5. MLE: argmax log P(data|θ)

6. Cross-Entropy: -Σy log(ŷ)

7. Central Limit Theorem: Sum → Normal

8. Bias-Variance: Total Error = Bias² + Variance + ε

9. p-value: P(data | H₀ true)

10. Entropy: H(X) = -Σp log(p)

Key Connections to ML

Bayes → Bayesian ML, priors, posteriors

MLE → Loss functions (cross-entropy, MSE)

MAP → Regularization (L1, L2)

Gaussian → Weight init, noise modeling

Bernoulli/Categorical → Classification

Cross-Entropy → Classification loss

KL Divergence → VAE, RL

Bias-Variance → Model selection

Hypothesis Testing → A/B testing

Sampling → Monte Carlo, bootstrap

Practice Problems

1. If P(A) = 0.3, P(B|A) = 0.7, what is P(A ∩ B)?

2. X ~ N(10, 4).
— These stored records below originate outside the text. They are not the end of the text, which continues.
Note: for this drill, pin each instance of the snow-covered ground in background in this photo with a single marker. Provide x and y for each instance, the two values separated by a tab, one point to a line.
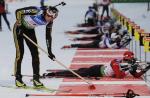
69	16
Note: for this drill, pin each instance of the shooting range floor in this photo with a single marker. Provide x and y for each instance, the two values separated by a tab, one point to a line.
105	85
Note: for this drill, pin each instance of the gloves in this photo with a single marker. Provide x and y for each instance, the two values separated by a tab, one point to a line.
51	55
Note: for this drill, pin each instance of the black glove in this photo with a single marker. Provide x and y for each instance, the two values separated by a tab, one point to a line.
51	55
133	68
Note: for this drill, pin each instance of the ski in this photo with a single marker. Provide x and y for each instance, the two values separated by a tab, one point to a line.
45	89
129	94
55	70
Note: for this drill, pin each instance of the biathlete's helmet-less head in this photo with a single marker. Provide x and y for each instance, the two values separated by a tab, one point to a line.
128	56
52	12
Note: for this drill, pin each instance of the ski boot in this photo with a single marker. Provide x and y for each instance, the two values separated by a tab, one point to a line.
19	82
36	82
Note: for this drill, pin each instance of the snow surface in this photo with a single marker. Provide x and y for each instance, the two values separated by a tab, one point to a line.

What is P(X < 12)?

3. Calculate entropy of a fair 6-sided die

4. Given y = [0,1,0], ŷ = [0.2, 0.6, 0.2], find cross-entropy

5. Var(3X + 5) = ? if Var(X) = 4

Show Answers

1. P(A ∩ B) = P(B|A)×P(A) = 0.7×0.3 = 0.21

2. z = (12-10)/2 = 1, P(Z<1) ≈ 0.8413

3. H = -Σ(1/6)log₂(1/6) = log₂(6) ≈ 2.58 bits

4. CE = -[0×log(0.2) + 1×log(0.6) + 0×log(0.2)] = -log(0.6) ≈ 0.51

5. Var(3X + 5) = 3²×Var(X) = 9×4 = 36

Pro Tips

For ML/DL

Focus on Bayes, MLE, Cross-Entropy, and distributions - they're the foundation of modern ML.

For Interviews

Be able to explain CLT, bias-variance tradeoff, and why we use cross-entropy for classification.

Practice

Work through probability problems daily. Understand the intuition, not just formulas.